237b Bifurcation Analysis of Stochastic Gene Networks

Howard Salis, Department of Chemical Engineering and Materials Science, University of Minnesota, 151 Amundson Hall, 421 Washington Ave SE, Minneapolis, MN 55455 and Yiannis N. Kaznessis, Chemical Engineering. and Materials. Science, University of Minnesota, 499, Walter Library, 117, Pleasant St. SE, Minneapolis, MN 55455.

Through both observation and theory, it is now generally accepted that the dynamics of biological systems, especially gene networks, are a noisy process. It is also generally agreed that a good description of the dynamics is either a jump Markov process with a corresponding Master equation or a continuous Markov process with a corresponding Langevin or Fokker-Planck equation.

But what sort of solutions do these Master, Fokker-Planck, or Langevin equations generate? How do parameters of the model affect the solution? How are solutions created or destroyed? Are the solutions stable? What does stability mean in the context of a stochastic system? What does the noise do to the stability of each solution? How may we quantify these effects?

The study of these questions is bifurcation analysis and its application to stochastic systems (called random dynamical systems in the mathematics literature) is a new field. We aim at a conceptual presentation of how bifurcation analysis of random dynamical systems differs from deterministic ones and why it is important to know about these differences. We present the key concepts of random dynamical systems without a rigorous treatment of the mathematics.

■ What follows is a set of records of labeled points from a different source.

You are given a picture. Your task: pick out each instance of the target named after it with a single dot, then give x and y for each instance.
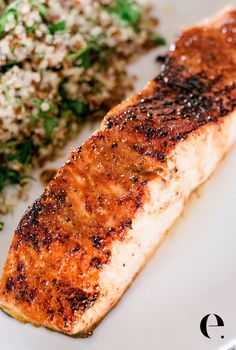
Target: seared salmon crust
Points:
(79, 246)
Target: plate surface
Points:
(193, 272)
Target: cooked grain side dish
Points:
(60, 62)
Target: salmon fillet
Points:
(80, 245)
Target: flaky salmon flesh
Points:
(80, 245)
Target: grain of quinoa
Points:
(61, 61)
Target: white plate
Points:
(191, 275)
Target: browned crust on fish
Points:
(65, 239)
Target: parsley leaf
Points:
(128, 11)
(157, 40)
(23, 153)
(89, 54)
(8, 176)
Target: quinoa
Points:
(61, 61)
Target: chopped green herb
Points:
(8, 176)
(10, 9)
(57, 27)
(50, 124)
(128, 11)
(42, 7)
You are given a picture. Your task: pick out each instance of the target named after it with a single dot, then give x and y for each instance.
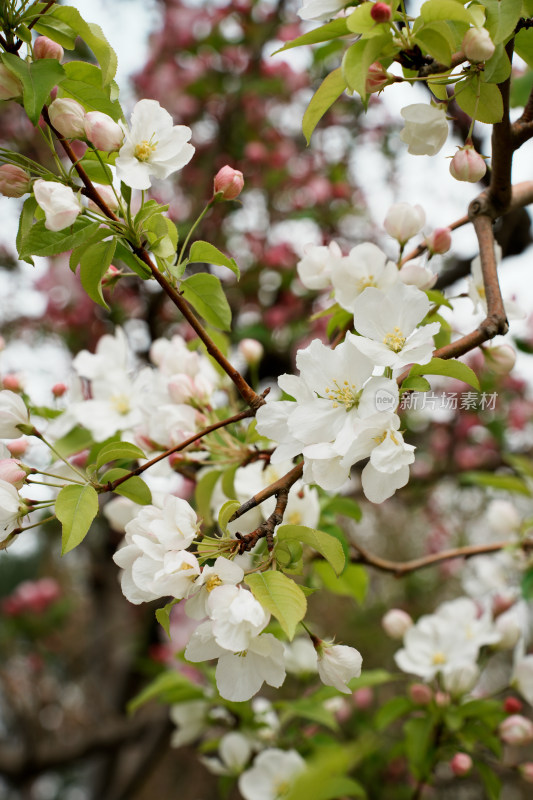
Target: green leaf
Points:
(506, 483)
(162, 615)
(25, 225)
(327, 93)
(415, 384)
(450, 367)
(134, 488)
(446, 10)
(353, 582)
(84, 83)
(169, 688)
(205, 253)
(118, 450)
(281, 596)
(93, 36)
(489, 107)
(205, 294)
(41, 242)
(203, 493)
(76, 507)
(94, 263)
(391, 711)
(358, 58)
(328, 546)
(325, 33)
(501, 18)
(38, 79)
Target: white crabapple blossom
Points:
(403, 221)
(153, 557)
(271, 775)
(387, 322)
(337, 664)
(61, 205)
(425, 130)
(365, 265)
(13, 412)
(316, 266)
(153, 146)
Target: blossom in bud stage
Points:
(403, 221)
(13, 413)
(152, 146)
(68, 117)
(477, 45)
(14, 181)
(61, 205)
(251, 350)
(526, 771)
(381, 12)
(108, 196)
(425, 130)
(337, 664)
(320, 9)
(272, 774)
(420, 694)
(461, 764)
(10, 86)
(11, 471)
(59, 389)
(377, 78)
(228, 183)
(467, 165)
(440, 241)
(396, 623)
(512, 705)
(43, 47)
(102, 131)
(500, 359)
(11, 509)
(516, 730)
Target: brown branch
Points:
(246, 542)
(401, 568)
(112, 485)
(285, 482)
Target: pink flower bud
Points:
(10, 87)
(439, 241)
(477, 45)
(467, 165)
(229, 182)
(526, 771)
(44, 47)
(18, 447)
(59, 389)
(396, 623)
(68, 117)
(403, 221)
(377, 78)
(461, 764)
(516, 730)
(108, 196)
(512, 705)
(381, 12)
(11, 382)
(251, 350)
(14, 181)
(420, 694)
(12, 472)
(103, 132)
(500, 360)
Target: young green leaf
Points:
(76, 507)
(281, 596)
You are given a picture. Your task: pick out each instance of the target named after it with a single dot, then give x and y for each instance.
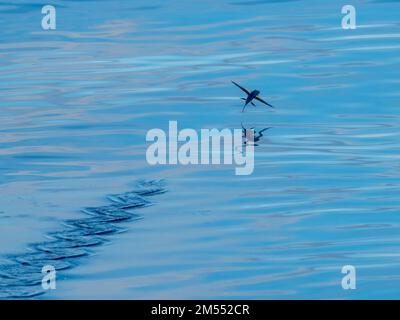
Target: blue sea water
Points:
(76, 104)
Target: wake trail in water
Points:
(22, 276)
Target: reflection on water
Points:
(76, 104)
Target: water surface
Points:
(77, 102)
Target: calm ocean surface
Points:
(77, 102)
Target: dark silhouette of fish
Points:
(251, 135)
(251, 96)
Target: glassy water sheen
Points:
(76, 103)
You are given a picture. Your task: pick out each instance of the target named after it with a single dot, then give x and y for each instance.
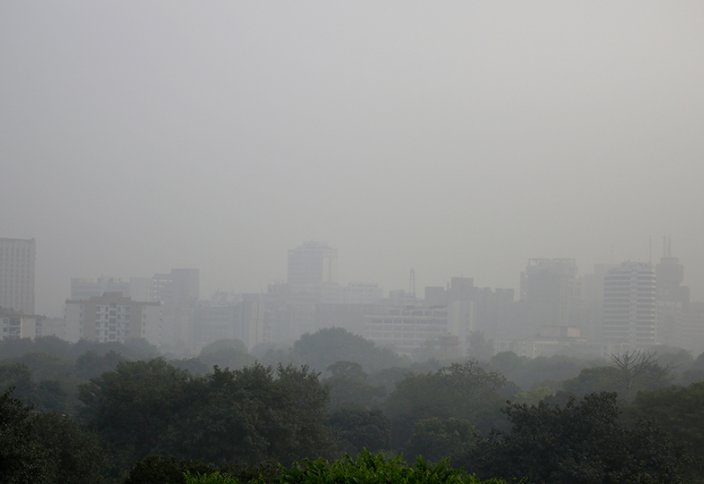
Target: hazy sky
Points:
(458, 138)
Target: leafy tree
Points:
(435, 439)
(678, 411)
(584, 441)
(22, 458)
(250, 416)
(462, 390)
(134, 405)
(325, 347)
(639, 370)
(91, 364)
(72, 454)
(348, 387)
(368, 467)
(629, 373)
(231, 353)
(355, 429)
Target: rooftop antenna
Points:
(412, 283)
(650, 251)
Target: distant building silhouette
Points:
(310, 264)
(629, 314)
(113, 317)
(17, 258)
(549, 293)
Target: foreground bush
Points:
(367, 467)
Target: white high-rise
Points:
(311, 264)
(629, 314)
(17, 274)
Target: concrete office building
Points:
(112, 317)
(406, 329)
(17, 258)
(549, 293)
(629, 307)
(15, 325)
(311, 264)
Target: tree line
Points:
(113, 414)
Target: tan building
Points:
(112, 317)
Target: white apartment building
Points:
(112, 317)
(310, 264)
(17, 274)
(629, 311)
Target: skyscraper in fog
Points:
(550, 292)
(17, 274)
(629, 317)
(311, 263)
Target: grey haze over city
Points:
(454, 138)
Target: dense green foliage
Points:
(113, 413)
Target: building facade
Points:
(17, 258)
(311, 264)
(629, 308)
(113, 317)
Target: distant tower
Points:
(17, 274)
(311, 263)
(672, 299)
(550, 291)
(629, 314)
(412, 283)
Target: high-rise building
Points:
(17, 274)
(178, 292)
(672, 300)
(629, 314)
(311, 264)
(85, 288)
(550, 293)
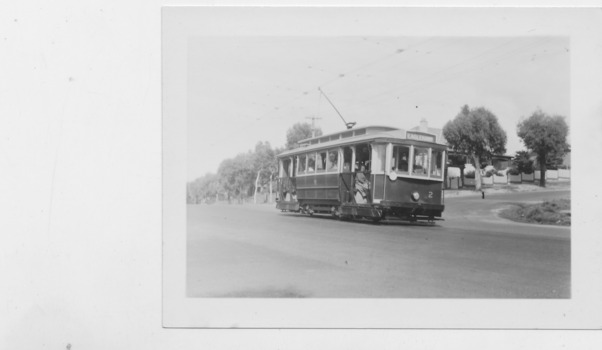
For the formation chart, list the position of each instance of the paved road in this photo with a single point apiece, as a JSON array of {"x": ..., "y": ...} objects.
[{"x": 257, "y": 251}]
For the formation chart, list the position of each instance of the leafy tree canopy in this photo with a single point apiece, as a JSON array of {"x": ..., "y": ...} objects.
[
  {"x": 546, "y": 136},
  {"x": 475, "y": 131},
  {"x": 298, "y": 132}
]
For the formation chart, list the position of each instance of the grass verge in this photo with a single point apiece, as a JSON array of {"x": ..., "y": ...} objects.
[{"x": 555, "y": 212}]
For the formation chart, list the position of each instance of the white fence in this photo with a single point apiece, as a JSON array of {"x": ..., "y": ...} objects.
[{"x": 563, "y": 174}]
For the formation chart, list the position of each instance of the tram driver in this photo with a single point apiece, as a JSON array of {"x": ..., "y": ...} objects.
[{"x": 362, "y": 185}]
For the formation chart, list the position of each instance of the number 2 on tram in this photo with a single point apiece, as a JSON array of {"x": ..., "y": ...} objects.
[{"x": 373, "y": 172}]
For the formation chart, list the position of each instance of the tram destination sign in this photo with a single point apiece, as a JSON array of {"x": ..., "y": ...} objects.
[{"x": 420, "y": 136}]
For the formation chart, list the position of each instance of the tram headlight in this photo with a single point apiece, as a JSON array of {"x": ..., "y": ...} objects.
[{"x": 415, "y": 196}]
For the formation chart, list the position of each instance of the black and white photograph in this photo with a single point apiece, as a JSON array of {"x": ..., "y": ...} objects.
[
  {"x": 378, "y": 167},
  {"x": 347, "y": 161},
  {"x": 300, "y": 175}
]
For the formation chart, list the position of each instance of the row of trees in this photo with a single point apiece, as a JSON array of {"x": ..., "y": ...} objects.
[
  {"x": 476, "y": 132},
  {"x": 245, "y": 174}
]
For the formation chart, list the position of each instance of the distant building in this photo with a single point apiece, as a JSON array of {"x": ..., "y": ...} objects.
[{"x": 498, "y": 161}]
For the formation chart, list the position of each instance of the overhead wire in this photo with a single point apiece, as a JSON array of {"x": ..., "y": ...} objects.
[{"x": 408, "y": 89}]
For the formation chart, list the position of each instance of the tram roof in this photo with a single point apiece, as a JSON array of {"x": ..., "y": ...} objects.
[{"x": 353, "y": 136}]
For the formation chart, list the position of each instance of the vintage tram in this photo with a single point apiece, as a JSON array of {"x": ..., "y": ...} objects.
[{"x": 373, "y": 172}]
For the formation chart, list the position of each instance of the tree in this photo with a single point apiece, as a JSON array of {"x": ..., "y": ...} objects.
[
  {"x": 523, "y": 163},
  {"x": 236, "y": 174},
  {"x": 265, "y": 165},
  {"x": 477, "y": 133},
  {"x": 546, "y": 136},
  {"x": 298, "y": 132},
  {"x": 202, "y": 188}
]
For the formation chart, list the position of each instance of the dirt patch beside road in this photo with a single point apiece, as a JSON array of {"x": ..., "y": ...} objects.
[{"x": 555, "y": 212}]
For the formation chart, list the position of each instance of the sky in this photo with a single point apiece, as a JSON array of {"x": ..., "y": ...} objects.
[{"x": 246, "y": 89}]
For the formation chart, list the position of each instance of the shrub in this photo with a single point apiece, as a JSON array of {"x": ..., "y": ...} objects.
[
  {"x": 513, "y": 171},
  {"x": 490, "y": 172}
]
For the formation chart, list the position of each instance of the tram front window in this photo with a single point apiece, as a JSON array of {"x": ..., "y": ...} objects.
[
  {"x": 436, "y": 164},
  {"x": 399, "y": 163},
  {"x": 421, "y": 161},
  {"x": 302, "y": 164},
  {"x": 311, "y": 163},
  {"x": 320, "y": 162}
]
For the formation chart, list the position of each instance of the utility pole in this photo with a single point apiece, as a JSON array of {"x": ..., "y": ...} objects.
[{"x": 313, "y": 125}]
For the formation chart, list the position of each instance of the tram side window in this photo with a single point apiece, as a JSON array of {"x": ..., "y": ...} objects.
[
  {"x": 378, "y": 158},
  {"x": 302, "y": 163},
  {"x": 420, "y": 167},
  {"x": 332, "y": 161},
  {"x": 436, "y": 164},
  {"x": 321, "y": 162},
  {"x": 399, "y": 163},
  {"x": 311, "y": 163},
  {"x": 286, "y": 167},
  {"x": 362, "y": 157},
  {"x": 347, "y": 156}
]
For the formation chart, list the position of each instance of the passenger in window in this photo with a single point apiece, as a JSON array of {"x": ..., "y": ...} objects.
[
  {"x": 403, "y": 164},
  {"x": 311, "y": 165},
  {"x": 332, "y": 162},
  {"x": 362, "y": 185}
]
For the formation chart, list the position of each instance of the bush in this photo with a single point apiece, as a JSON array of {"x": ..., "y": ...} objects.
[{"x": 490, "y": 172}]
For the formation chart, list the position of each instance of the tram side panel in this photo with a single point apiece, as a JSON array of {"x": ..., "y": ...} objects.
[{"x": 319, "y": 189}]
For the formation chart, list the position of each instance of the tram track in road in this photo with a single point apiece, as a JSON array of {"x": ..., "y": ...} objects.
[{"x": 252, "y": 251}]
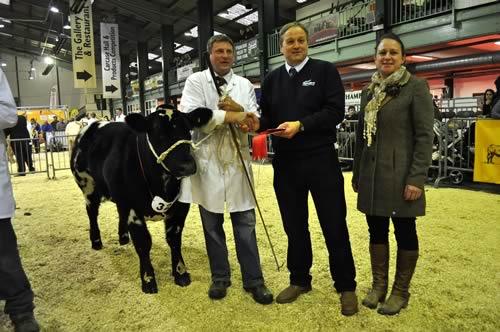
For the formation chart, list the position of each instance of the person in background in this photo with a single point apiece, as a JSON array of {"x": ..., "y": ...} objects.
[
  {"x": 219, "y": 184},
  {"x": 92, "y": 118},
  {"x": 435, "y": 107},
  {"x": 120, "y": 117},
  {"x": 391, "y": 161},
  {"x": 305, "y": 98},
  {"x": 61, "y": 125},
  {"x": 35, "y": 131},
  {"x": 46, "y": 128},
  {"x": 15, "y": 288},
  {"x": 21, "y": 145},
  {"x": 54, "y": 123},
  {"x": 489, "y": 95}
]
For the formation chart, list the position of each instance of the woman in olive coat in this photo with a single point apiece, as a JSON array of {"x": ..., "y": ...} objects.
[{"x": 393, "y": 154}]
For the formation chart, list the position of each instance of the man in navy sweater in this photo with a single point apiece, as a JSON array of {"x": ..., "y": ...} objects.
[{"x": 305, "y": 97}]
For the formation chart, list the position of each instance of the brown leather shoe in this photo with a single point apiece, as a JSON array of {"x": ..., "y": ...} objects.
[
  {"x": 349, "y": 303},
  {"x": 291, "y": 293}
]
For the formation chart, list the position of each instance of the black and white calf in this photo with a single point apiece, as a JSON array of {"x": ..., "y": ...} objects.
[{"x": 138, "y": 165}]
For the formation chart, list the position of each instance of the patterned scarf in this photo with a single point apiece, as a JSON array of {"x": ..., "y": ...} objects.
[{"x": 382, "y": 90}]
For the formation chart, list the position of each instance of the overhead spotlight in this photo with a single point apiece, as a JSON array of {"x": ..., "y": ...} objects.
[
  {"x": 48, "y": 69},
  {"x": 77, "y": 6}
]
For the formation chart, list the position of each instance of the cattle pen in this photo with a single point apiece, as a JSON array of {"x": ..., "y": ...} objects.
[{"x": 78, "y": 289}]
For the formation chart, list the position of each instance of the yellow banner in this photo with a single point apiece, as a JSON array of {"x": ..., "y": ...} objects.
[
  {"x": 487, "y": 151},
  {"x": 82, "y": 47}
]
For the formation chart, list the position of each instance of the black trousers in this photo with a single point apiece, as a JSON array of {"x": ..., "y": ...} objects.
[
  {"x": 15, "y": 288},
  {"x": 22, "y": 150},
  {"x": 319, "y": 173},
  {"x": 405, "y": 230}
]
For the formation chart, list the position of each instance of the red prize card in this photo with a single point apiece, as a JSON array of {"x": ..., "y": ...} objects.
[{"x": 272, "y": 130}]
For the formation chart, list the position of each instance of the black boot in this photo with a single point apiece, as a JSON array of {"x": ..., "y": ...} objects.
[
  {"x": 405, "y": 267},
  {"x": 379, "y": 256},
  {"x": 25, "y": 322}
]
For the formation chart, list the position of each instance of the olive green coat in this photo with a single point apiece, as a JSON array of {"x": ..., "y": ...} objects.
[{"x": 400, "y": 153}]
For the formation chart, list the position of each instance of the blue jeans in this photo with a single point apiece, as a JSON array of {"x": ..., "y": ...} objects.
[{"x": 246, "y": 246}]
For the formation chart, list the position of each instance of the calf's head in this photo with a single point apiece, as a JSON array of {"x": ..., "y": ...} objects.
[{"x": 168, "y": 133}]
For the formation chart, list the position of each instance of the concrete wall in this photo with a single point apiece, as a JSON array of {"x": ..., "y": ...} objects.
[{"x": 36, "y": 92}]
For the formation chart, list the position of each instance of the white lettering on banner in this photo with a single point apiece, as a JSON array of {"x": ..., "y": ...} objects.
[
  {"x": 82, "y": 47},
  {"x": 352, "y": 98},
  {"x": 110, "y": 61}
]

We use gene networks to demonstrate how the tools from this field may be applied to biological systems with great effect, especially in understanding how bistability, hysteresis, and oscillations arise in a random dynamical system. By drawing upon our recent research in computing the stable and unstable random attractors of arbitrary chemical Master equations, we can show how mesoscopic solutions to the Master equation emerge, grow in stability, lose stability, and collapse when parameter values are changed. We also compute the Lyapunov exponents of these random attractors using the Furstenberg-Khasminskii formulae.

In our example gene network, we consider how experimentally changable parameters, such as DNA-binding affinities or protein production rates, cause the solution to bifurcate from monostability to bistability to oscillations. We show how the unstable random attractor tells us how fast the bistable system will spontaneously escape from one stable state to another. The analysis helps us to understand the underlying dynamics of the system and what type of solutions we might expect from experimental observations.